Group of patients	Controls group (n=20)	Benign tumors (n=25)	Borderline tumors (n=11)	Ovarian cancers (n=24)	P-value
Age (years)	50 (37–78)	55 (32–85)	47 (35–77)	55 (44–80)	0.400
BMI (kg/m²)	28 (21–36.7)	26 (11.9–46.7)	31.6 (17.9–45.7)	25.6 (25–35.2)	0.053
Gravidity (n)	2 (0–4)	2 (0–7)	2 (0–5)	2 (0–6)	0.460
Leukocytes 10³ cells/µl	7.2 (4.17–11.8)	5.8 (3–21)	7.2 (5–10.8)	7.3 (3.58–13.5)	0.290

Data are expressed as median (range). Kruskall-Wallis test was used for statistical analysis. BMI, body mass index.

Table II.

Percentage of CD4⁺ Th17 cells in the peripheral blood of the study groups.

Groups	n	IL-17A⁺/IL-17F⁻	IL-17A⁻/IL-17F⁺	IL-17A⁺/IL-17F⁺
Control group	20	0.5 (0–2.6)	0.6 (0–3.3)	0.6 (0,20.0)
Benign tumors	25	0.5 (0–8.7)	0.45 (0–8.7)	0.75 (0–30.4)
Borderline tumors	11	0.55 (0.2–2.0)	0.4 (0–0.8)	0.65 (0,1-10.1)
Ovarian cancers	24	0.4 (0–1.7)	0.2 (0–14.1)	0.2 (0–4.0)

Data are expressed as median (range).

Table III.

Percentage of Th17 cells in ovarian tissues of the study groups.
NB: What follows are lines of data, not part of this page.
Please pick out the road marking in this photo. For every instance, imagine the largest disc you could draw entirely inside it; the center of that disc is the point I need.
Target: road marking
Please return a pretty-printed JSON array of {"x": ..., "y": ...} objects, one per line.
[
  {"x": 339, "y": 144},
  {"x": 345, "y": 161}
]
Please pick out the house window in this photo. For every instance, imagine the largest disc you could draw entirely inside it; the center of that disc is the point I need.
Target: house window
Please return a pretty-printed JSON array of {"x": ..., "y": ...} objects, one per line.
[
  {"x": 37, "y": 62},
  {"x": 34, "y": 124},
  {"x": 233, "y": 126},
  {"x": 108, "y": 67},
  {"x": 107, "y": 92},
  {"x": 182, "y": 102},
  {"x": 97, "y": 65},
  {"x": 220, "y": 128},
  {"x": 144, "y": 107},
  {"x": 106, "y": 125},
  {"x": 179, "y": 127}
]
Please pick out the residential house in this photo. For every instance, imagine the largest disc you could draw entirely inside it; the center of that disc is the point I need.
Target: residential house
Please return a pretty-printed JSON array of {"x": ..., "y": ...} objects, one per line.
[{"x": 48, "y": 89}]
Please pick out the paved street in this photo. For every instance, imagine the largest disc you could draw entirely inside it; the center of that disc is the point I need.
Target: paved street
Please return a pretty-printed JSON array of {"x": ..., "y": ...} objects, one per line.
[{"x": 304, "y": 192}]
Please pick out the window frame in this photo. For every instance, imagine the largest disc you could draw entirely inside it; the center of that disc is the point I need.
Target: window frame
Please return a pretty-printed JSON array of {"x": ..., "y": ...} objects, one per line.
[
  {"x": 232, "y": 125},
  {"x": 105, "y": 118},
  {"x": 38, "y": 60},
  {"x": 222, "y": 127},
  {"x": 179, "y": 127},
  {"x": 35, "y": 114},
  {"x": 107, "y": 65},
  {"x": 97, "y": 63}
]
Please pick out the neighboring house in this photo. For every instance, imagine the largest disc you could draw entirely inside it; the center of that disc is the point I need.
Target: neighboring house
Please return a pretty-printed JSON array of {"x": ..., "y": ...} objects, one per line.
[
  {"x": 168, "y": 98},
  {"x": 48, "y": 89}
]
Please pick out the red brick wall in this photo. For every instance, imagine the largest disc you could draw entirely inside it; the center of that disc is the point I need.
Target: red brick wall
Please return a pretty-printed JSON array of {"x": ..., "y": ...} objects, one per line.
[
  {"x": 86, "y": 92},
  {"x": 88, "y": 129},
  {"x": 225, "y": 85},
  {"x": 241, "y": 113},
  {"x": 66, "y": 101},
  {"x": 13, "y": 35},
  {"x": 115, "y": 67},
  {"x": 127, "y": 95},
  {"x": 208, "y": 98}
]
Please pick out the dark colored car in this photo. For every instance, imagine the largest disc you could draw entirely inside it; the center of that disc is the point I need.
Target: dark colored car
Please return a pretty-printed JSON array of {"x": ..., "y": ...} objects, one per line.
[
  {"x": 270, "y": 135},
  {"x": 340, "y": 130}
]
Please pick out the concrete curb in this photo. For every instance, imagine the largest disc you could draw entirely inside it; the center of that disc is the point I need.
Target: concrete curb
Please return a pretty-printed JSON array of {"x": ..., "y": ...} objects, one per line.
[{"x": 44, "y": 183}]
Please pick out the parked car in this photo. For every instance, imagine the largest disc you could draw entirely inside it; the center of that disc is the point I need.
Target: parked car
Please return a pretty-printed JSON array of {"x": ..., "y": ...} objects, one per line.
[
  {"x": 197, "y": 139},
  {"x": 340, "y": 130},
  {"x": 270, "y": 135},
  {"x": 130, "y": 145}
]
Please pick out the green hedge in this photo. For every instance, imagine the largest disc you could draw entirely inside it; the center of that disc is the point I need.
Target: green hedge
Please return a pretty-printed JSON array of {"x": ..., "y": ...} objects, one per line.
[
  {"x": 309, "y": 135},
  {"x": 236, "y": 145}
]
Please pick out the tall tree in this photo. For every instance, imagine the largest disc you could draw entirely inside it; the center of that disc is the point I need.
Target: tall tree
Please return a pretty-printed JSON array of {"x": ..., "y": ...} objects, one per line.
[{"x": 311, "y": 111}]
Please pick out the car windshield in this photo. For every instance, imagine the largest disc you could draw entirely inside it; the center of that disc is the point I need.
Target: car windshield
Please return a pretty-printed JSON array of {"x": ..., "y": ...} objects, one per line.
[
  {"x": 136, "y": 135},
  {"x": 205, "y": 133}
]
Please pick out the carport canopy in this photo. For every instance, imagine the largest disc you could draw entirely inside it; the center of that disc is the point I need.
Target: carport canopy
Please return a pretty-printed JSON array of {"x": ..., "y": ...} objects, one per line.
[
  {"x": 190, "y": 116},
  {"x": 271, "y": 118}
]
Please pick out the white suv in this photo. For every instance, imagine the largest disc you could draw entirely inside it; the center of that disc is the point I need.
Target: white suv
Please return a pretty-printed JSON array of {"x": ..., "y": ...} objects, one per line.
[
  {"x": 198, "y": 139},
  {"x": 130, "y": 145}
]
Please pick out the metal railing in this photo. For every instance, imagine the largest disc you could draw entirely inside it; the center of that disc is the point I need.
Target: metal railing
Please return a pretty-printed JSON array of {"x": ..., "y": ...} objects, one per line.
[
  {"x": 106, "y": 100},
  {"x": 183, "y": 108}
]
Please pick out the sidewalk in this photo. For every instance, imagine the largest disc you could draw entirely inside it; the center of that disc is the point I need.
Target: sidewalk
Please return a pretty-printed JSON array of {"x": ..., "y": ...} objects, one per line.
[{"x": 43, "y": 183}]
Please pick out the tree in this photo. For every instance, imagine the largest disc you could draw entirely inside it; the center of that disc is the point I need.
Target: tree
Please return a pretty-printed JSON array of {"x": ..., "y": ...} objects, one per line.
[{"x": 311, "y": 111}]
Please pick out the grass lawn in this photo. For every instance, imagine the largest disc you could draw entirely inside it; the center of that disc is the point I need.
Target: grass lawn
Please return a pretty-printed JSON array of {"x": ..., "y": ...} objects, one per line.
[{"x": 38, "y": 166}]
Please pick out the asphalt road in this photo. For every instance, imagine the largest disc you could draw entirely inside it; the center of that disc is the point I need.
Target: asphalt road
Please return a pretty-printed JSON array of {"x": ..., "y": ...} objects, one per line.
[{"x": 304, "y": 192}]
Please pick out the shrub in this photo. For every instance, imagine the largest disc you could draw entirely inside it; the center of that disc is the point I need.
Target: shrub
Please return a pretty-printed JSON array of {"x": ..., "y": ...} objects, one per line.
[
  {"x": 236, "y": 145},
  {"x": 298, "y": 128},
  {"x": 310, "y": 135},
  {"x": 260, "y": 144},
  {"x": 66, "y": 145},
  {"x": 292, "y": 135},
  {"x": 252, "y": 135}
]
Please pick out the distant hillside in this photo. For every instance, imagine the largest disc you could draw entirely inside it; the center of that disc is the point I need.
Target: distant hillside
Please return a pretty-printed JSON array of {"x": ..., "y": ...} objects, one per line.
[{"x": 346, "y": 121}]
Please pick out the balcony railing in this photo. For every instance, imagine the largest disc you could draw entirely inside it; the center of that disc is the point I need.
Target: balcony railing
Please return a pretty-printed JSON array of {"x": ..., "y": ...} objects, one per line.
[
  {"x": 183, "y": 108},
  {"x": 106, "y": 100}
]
Groups	n	IL-17A⁺/IL-17F⁻	IL-17A⁻/IL-17F⁺	IL-17A⁺/IL-17F⁺
Control group	20	0.15 (0–4.2)	0 (0–3.3)	21.9 (0.1–52.5)
Benign tumors	25	1.3 (0–7.0)	0.25 (0–11.8)	13.2 (0.2–64.9)
Borderline tumors	11	0.1 (0- 3.9)	1.0 (0–4.5)	7.7 (0.4–31.2)
Ovarian cancers	24	0.8 (0–10)	1.5 (0–14.3)	14.1 (0.2–46.2)

Data are expressed as median (range).